Cans of soda are displayed on a store shelf. The state Senate on Thursday supported a bill requiring health warning labels on the sugary drinks.
(Spencer Platt / Getty Images)

The state Senate on Thursday approved a measure that would require companies selling sugary drinks, including sodas, in California to include a health label warning that sugar contributes to obesity, diabetes and tooth decay.

Sen. Bill Monning (D-Carmel) introduced the measure because of a spike in health problems involving consumption of too much sugar.

“Friends, we face an obesity and diabetic epidemic in the United States,” Monning told his colleagues. “Sugar-sweetened beverages represent the single largest contributor to the diabetes epidemic.”

He said healthcare for people with diabetes and obesity costs the state billions of dollars.


But, Republican senators opposed SB 1000, saying it unfairly punishes one kind of business when others also contribute to health problems.

“What we are doing here is singling out one industry and saying ‘these things don’t kill you, but if you drink too many of these you are going to have health problems,’” said Sen. Steve Knight (R-Palmdale).
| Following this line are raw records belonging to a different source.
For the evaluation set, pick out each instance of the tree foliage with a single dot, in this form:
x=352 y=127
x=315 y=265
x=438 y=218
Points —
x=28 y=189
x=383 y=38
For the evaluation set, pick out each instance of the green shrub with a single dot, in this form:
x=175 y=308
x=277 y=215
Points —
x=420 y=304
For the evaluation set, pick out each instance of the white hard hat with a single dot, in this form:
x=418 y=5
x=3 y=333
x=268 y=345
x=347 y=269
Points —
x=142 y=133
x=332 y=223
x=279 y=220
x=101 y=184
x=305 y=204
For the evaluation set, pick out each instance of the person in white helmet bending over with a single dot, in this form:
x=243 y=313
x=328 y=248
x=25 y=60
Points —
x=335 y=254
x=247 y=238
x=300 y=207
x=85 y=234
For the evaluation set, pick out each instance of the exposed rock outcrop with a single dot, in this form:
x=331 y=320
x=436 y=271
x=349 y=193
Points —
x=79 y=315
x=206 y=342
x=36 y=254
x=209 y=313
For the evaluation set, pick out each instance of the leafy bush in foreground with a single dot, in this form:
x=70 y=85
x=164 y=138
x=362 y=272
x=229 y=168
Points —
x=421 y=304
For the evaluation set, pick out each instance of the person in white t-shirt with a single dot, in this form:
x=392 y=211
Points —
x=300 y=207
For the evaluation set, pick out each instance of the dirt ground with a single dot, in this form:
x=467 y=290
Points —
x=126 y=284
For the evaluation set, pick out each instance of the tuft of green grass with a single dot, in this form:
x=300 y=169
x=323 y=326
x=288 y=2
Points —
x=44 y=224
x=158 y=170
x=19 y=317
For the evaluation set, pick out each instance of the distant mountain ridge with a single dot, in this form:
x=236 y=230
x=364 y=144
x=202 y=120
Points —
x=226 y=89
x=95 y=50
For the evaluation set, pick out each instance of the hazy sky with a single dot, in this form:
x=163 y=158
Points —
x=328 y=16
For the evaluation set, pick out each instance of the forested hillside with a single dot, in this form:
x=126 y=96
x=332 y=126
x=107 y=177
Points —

He held up a packet of peanuts and said if he eats too much sodium, it could also cause health problems.

“Anything taken to excess can hurt you,” Knight said.

The bill, which was sent to the Assembly for consideration was opposed by the California-Nevada Soft Drink Assn. “Putting government warning labels on more than 500 beverages will do nothing to change personal behaviors or teach people about healthy lifestyles,” the association said in a statement after the vote. “The last thing California needs is more warning labels.”